先日、保護していた子猫2匹を里親にお届けしてきました。

2匹は、兄妹です。さみしくないようにと2匹をもらっていただきました。

里親にお会いしたときは、とても良い方で、この2匹はこれからほんと幸せになってくれると、これで安心だと、心の底から思いました。

 

しかし、帰宅したところ、いつもおとなしい母猫が子供を探して泣いていました。

始めは仕方ないなと思っていましたが、その心の底からの悲し気な鳴き声にとても罪悪感を覚えました。

 

まぁ、言っても仕方ないし、逆に失礼かなとは、思いましたが、里親にもそのことをメールで追伸をしてみました。

返事は子猫ことだけで、母猫のことはスルーされていました。

でも、子猫をもらってとても喜んでいただいている様子はうかがえましたので何とも言えませんが、片方で不幸せになっている猫がいることに、自分の能力の無さと反省点がないか悩みました。

 

世の中、何かが誰かが犠牲になり、成り立っていると考えている方がおられるように思います。

私は、そういう考えが嫌いです。私は、設計者です。能力の高い設計者です。全員をハッピーにしてなんぼです。

要するに、設計者の能力不足や妥協がそのような考えや現実を生んでいると私は思っています。

 

先日、去勢のことを最寄りの動物愛護センターに相談したところ、去勢費用は私共で負担しますと回答をいただきました。その代わり、去勢の印のため、耳を一部カットさせてもらって、その保護した場所に戻してください。という回答がありました。里親に出してはいけませんかと、尋ねると、里親に出す猫は、飼い猫なので、去勢の負担ができません。という回答がありました。あくまでも、野良猫は、去勢をして、元の場所に戻す、つまり野良猫にしてください ということなのです。

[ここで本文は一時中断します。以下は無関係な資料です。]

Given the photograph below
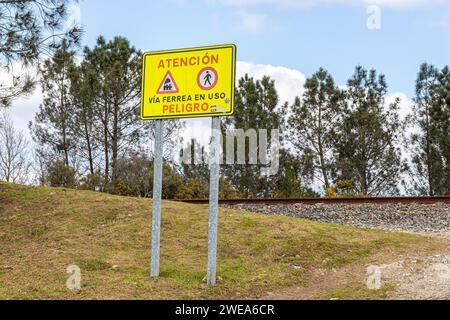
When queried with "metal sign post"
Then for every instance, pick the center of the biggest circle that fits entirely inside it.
(214, 171)
(157, 187)
(188, 83)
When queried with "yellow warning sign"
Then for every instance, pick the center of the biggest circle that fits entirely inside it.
(188, 83)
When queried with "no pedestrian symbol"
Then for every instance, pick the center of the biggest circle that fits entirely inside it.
(168, 84)
(207, 78)
(188, 83)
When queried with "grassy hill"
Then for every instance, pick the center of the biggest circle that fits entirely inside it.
(43, 230)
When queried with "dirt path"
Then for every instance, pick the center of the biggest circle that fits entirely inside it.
(412, 276)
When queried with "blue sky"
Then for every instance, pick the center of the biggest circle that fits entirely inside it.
(286, 39)
(297, 34)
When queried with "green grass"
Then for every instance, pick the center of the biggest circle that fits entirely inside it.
(43, 230)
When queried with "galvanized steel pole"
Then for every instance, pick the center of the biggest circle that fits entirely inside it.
(157, 187)
(213, 199)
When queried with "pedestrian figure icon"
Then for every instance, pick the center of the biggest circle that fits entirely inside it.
(168, 84)
(207, 78)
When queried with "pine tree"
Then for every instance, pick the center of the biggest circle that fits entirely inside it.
(117, 69)
(440, 130)
(256, 108)
(428, 169)
(52, 128)
(313, 122)
(366, 146)
(30, 29)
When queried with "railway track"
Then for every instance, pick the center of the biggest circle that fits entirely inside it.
(269, 201)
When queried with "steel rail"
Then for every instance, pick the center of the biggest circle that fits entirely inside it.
(269, 201)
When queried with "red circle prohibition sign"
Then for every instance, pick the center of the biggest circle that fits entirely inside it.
(199, 81)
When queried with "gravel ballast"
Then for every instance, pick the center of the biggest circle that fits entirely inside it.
(411, 217)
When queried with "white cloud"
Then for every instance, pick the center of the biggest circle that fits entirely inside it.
(74, 16)
(251, 22)
(310, 3)
(24, 109)
(288, 82)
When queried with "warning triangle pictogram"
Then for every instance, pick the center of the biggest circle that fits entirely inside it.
(168, 84)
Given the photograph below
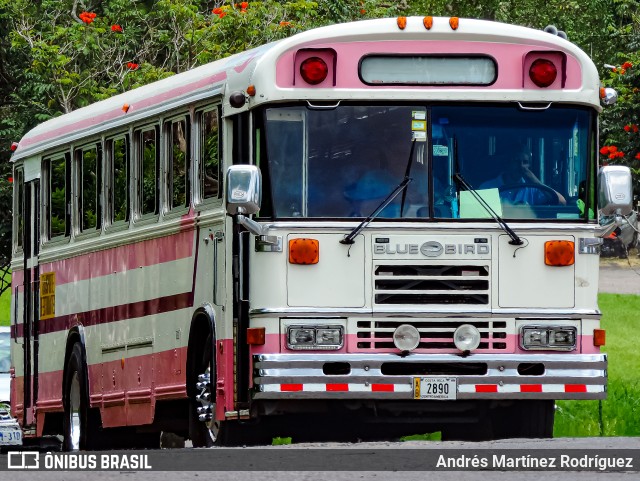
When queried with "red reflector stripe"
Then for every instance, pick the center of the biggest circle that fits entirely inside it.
(486, 388)
(531, 388)
(337, 387)
(290, 387)
(382, 387)
(575, 388)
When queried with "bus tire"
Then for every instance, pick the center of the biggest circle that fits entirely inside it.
(79, 424)
(524, 419)
(205, 433)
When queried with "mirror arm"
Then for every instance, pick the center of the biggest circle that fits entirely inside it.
(252, 226)
(607, 229)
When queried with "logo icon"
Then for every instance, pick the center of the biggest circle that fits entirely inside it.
(23, 460)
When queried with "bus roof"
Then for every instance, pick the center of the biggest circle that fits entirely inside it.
(272, 68)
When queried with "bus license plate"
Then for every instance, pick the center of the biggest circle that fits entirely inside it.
(442, 388)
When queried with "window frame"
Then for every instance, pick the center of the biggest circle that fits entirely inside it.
(137, 158)
(167, 189)
(46, 197)
(109, 177)
(78, 171)
(198, 188)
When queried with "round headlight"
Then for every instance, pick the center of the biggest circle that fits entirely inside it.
(466, 337)
(406, 337)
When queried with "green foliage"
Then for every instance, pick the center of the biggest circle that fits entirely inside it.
(621, 409)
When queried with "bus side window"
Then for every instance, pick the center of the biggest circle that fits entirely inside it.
(178, 162)
(18, 227)
(57, 214)
(118, 174)
(148, 157)
(209, 151)
(89, 214)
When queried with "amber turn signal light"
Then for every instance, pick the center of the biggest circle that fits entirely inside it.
(255, 336)
(304, 251)
(599, 337)
(559, 253)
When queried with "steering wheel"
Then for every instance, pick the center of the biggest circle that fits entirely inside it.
(542, 195)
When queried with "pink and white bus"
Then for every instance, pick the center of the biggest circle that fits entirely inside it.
(392, 221)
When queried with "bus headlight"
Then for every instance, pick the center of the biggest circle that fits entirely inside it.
(406, 337)
(466, 337)
(556, 338)
(315, 337)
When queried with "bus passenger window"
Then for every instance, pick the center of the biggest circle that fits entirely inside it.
(148, 172)
(89, 173)
(209, 155)
(19, 206)
(178, 164)
(57, 197)
(119, 165)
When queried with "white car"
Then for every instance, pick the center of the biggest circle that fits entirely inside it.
(10, 432)
(5, 363)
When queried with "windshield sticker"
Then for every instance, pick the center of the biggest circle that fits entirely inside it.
(441, 150)
(419, 136)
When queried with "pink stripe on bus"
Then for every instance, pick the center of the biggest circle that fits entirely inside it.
(123, 258)
(486, 388)
(117, 112)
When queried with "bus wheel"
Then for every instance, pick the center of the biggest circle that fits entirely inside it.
(77, 422)
(524, 419)
(204, 430)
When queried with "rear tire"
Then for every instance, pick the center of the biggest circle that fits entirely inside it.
(79, 424)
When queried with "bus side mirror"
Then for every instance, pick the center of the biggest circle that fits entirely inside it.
(244, 189)
(615, 194)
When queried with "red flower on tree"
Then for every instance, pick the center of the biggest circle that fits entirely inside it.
(87, 17)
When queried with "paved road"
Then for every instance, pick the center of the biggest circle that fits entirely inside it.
(619, 279)
(282, 463)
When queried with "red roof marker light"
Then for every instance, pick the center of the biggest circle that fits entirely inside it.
(314, 70)
(543, 72)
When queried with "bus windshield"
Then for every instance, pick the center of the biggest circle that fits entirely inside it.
(342, 162)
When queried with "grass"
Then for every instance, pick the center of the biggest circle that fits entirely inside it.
(5, 306)
(619, 414)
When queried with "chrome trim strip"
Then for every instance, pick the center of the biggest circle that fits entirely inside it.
(529, 314)
(449, 227)
(589, 370)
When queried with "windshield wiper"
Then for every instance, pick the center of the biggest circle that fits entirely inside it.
(348, 240)
(515, 240)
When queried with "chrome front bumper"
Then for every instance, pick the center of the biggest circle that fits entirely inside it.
(556, 376)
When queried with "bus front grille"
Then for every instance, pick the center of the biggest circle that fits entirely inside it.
(431, 284)
(436, 335)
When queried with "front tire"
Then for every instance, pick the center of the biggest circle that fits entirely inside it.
(524, 419)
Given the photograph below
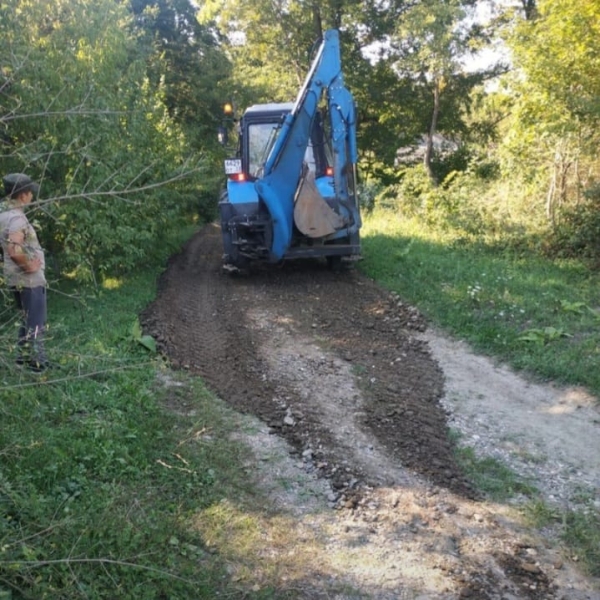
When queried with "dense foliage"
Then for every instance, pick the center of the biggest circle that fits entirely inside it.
(87, 107)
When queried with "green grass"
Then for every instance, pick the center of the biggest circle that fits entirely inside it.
(538, 315)
(100, 473)
(490, 476)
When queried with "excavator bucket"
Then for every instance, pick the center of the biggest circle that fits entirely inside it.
(312, 215)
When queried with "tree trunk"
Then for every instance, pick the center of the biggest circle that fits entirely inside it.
(432, 129)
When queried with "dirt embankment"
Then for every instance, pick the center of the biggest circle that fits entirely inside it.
(344, 373)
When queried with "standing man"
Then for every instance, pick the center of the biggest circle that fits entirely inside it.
(24, 269)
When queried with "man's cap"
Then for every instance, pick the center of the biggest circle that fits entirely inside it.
(15, 183)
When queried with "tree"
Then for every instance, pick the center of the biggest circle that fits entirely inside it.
(78, 112)
(556, 91)
(185, 63)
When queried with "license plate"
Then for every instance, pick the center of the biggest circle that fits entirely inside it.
(233, 166)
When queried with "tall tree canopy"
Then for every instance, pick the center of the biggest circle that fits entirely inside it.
(79, 112)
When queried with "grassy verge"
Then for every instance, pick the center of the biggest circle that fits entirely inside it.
(105, 461)
(538, 315)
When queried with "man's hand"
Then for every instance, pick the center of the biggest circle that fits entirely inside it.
(15, 249)
(32, 265)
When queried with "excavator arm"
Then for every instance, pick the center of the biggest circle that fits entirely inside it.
(280, 186)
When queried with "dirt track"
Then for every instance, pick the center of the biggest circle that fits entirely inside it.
(214, 324)
(338, 368)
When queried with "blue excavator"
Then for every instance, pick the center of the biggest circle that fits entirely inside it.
(291, 188)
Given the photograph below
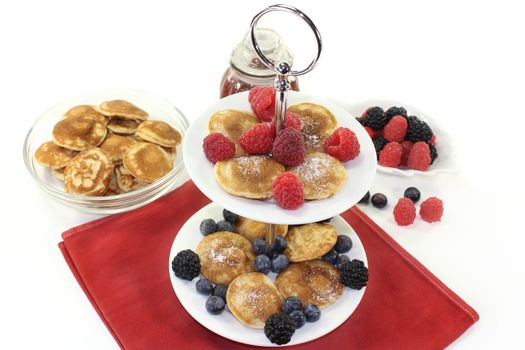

はじめは、里親に出せるのに、なんてかわいそうなのかと思っていました。

 

今回のことで、改めてそのことも考え直しました。

そして、そもそも、飼い猫が幸せで、野良猫はかわいそうという判断はおかしいのではないのかと疑問をいただくようになりました。

 

ふと、サザエさんの タマ のことが頭をよぎりました。

タマは、はたして飼い猫なのかと考えると、タマは、いわゆる通い猫です。

 

通い猫とは、サザエさんの家に、通ってはいるが、室内猫ではありません。

いろいろなところで共育をされている猫というわけです。

むかしの子どもたちも、同じような考え方がありましたが、昨今は、すっかりなくなったような気がしています。

それは、世の中が、性善説から性悪説への変化が原因のような気がします。

すべては悪い人かもしれないという考え方では、よいコミュニティは育ちませんし、コミュニケーションも生まれません。

 

そこで、私はITの力を使って、クラウドニャンニングみたいなアプリがあったらどうか考えてみました。

野良猫には、マイクロチップかマイナンバー入りの首輪を付けます。

ユーザーは、その猫は、私も共育をしています という登録をするのです。野良猫はすべてGPSで管理され、自分共育している猫の位置が把握できます。いま、共育グループの○○さんのところにいるな。コメントでご飯食べさせましたが入っています。了解です。 ノミの薬さしました 了解です。 ブラッシングしました 了解です。 などのコミュニケーションがあったり、子供が生まれて、その子供を連れてきてくれる日なんては、どうなのでしょうか。

繁殖させて、罪悪があるのか、それとも、我が子が孫を連れてきてくれるような気分になるのか

私は、後者ではないかと思いました。

 

地域が猫でつながり、猫で癒され、猫でコミュニケーションが始まり、イベントがはじまり、孤独な老人と若者のコミュニケ―ションの機会になり、オフ会があり、みんなで結婚式、子供のお披露目会や 葬式など があったりしたらどうでしょうか。

 

そんな世の中は、野良猫にとって、我々にとって、どうなのでしょうか。

 

なんでも、かんでも、野良猫の繁殖はよくない、去勢して、耳カットして、次は繁殖できないから、数が減っていくだろうというような、冷たい世の中だから、私は、昨今、明るい未来が暖かい未来が見いだせない日本になっているのだと感じました。

 

猫の特色からも考えます。

猫は、繁殖力があります。おそらく群れで生き抜こうとする進化なのです。

猫は、情があまりありません。特定より、不特定多数と接点を設けて生き抜こうという進化なのです。

猫は、そもそも、30分以上前のことは覚えていません。猫は、みんな似ているため、誰が誰かわかっていません。

そう、猫はバカなのです。猫はそんなおバカさんだから、私たちは、癒されているのです。

 

そんな猫たちが幸せになって、我々も幸せになる方法は、サザエさんのタマに聞いてみることだと思います。

きっと、タマは これでいいのだ というはずです。え、バカボン? おしまい。